I'm hardly an expert and have limited exposure, but this summarizes my view of Baden rieslings in general. And while I haven't name-checked Jura or Chablis, I have thought of them as Muscadet-ish flavor-wise.

My entire "expertise" on the subject is contained in the post.

We are speaking of the best Baden rieslings here, I am sure. As to what percentage of the lot that constitutes, I've no idea, but that bit may be similar to Muscadet.
 
It's worth comparing the rainfall charts, because that gives you an idea of the 'wet minerality' I've come to associate with Muscadet and Baden wines. I don't think of them as being Jura-like at all.
 
I am glad you liked the wines so much, by far not all of my friends in the states find them as appealing as I do. Often people find them too austere, I guess because they expect something similar to a Mosel Kabinett. Kieselsandstein is usually my favorite, with the perfect mix of crystalline freshness and a bit of umpff. I especially love 08 and 10, based on your report I am excited to try 2012 this week.

But: Since you are talking about what is Heimat for me, please do not call this Baden. Stetten is in the heart of Wuerttemberg (the wines could also not be any more different from the Rieslings of Baden). And to nitpick more, Stetten is not south of Kernen, but is one of the villages composing the hybrid town of Kernen, which was created by bureaucrats in the seventies. Both winery and vineyards are in Kernen-Stetten.
 
originally posted by .sasha:

We are speaking of the best Baden rieslings here, I am sure. As to what percentage of the lot that constitutes, I've no idea, but that bit may be similar to Muscadet.

Did you try any Silvaner from the foothills of the jurassic mountains south of Stuttgart? They to me are even more reminiscent of a good Muscadet.
 
With all the job openings at WA, I wanted to introduce just enough factual errors to get on their short list.

originally posted by georg lauer:
But: Since you are talking about what is Heimat for me, please do not call this Baden. Stetten is in the heart of Wuerttemberg (the wines could also not be any more different from the Rieslings of Baden).

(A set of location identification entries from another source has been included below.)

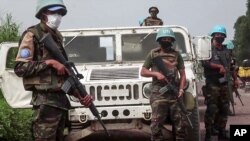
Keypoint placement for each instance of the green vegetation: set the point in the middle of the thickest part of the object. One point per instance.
(15, 124)
(242, 35)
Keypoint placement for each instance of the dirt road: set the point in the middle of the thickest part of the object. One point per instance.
(242, 117)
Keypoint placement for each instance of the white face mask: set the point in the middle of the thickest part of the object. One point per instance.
(54, 20)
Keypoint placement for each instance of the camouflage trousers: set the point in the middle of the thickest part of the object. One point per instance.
(48, 123)
(217, 102)
(161, 109)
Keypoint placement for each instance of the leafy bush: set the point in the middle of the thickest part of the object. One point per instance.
(15, 124)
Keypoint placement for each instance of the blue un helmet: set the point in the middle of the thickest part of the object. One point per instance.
(45, 4)
(141, 21)
(229, 44)
(219, 29)
(165, 32)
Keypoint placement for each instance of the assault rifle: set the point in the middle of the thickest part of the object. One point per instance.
(73, 79)
(160, 65)
(223, 58)
(238, 95)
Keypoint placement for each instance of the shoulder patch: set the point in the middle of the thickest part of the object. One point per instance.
(25, 53)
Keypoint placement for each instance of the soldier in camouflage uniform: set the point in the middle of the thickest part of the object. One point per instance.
(44, 75)
(215, 90)
(153, 19)
(163, 104)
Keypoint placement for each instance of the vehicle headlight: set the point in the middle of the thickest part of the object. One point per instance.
(186, 84)
(146, 90)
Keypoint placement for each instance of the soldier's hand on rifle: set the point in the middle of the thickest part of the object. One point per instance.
(60, 68)
(236, 83)
(160, 76)
(222, 69)
(86, 101)
(181, 91)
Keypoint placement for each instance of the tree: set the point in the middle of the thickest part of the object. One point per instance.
(15, 124)
(242, 35)
(8, 29)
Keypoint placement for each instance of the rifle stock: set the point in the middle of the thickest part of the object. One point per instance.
(73, 80)
(160, 65)
(226, 64)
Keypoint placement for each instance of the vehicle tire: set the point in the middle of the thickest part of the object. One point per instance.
(194, 134)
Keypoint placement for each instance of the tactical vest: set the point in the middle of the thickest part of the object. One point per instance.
(48, 80)
(170, 60)
(151, 22)
(213, 75)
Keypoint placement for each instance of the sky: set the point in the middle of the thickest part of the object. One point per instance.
(198, 16)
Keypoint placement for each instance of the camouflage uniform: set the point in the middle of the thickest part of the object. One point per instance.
(149, 21)
(215, 92)
(164, 105)
(49, 102)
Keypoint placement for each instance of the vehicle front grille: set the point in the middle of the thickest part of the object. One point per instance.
(115, 92)
(119, 73)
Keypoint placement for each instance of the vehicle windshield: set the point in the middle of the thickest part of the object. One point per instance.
(135, 47)
(90, 49)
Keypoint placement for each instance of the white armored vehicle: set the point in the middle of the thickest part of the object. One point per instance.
(110, 60)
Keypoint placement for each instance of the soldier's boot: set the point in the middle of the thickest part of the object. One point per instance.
(223, 135)
(230, 113)
(208, 136)
(214, 132)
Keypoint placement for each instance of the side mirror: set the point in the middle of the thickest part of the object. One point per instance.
(204, 48)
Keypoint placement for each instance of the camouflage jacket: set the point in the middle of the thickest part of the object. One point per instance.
(37, 76)
(149, 21)
(172, 59)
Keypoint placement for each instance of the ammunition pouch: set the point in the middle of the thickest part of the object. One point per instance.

Indeed. But I did not do that in my original post; I figured the esteemed gentlemen who were kind enough to comment last night knew something about traditionally accepted regional wine references which I did not.

And to nitpick more, Stetten is not south of Kernen, but is one of the villages composing the hybrid town of Kernen, which was created by bureaucrats in the seventies. Both winery and vineyards are in Kernen-Stetten.

Thanks for this. I had realized Stetten was in the Kernen postal code, thus a very clumsy attempt to convey the fact by calling it a "hamlet".
 
originally posted by georg lauer:

Did you try any Silvaner from the foothills of the jurassic mountains south of Stuttgart? They to me are even more reminiscent of a good Muscadet.

is that what's planted right along the roads as you drive into Stuttgart from the south? Quite a sight.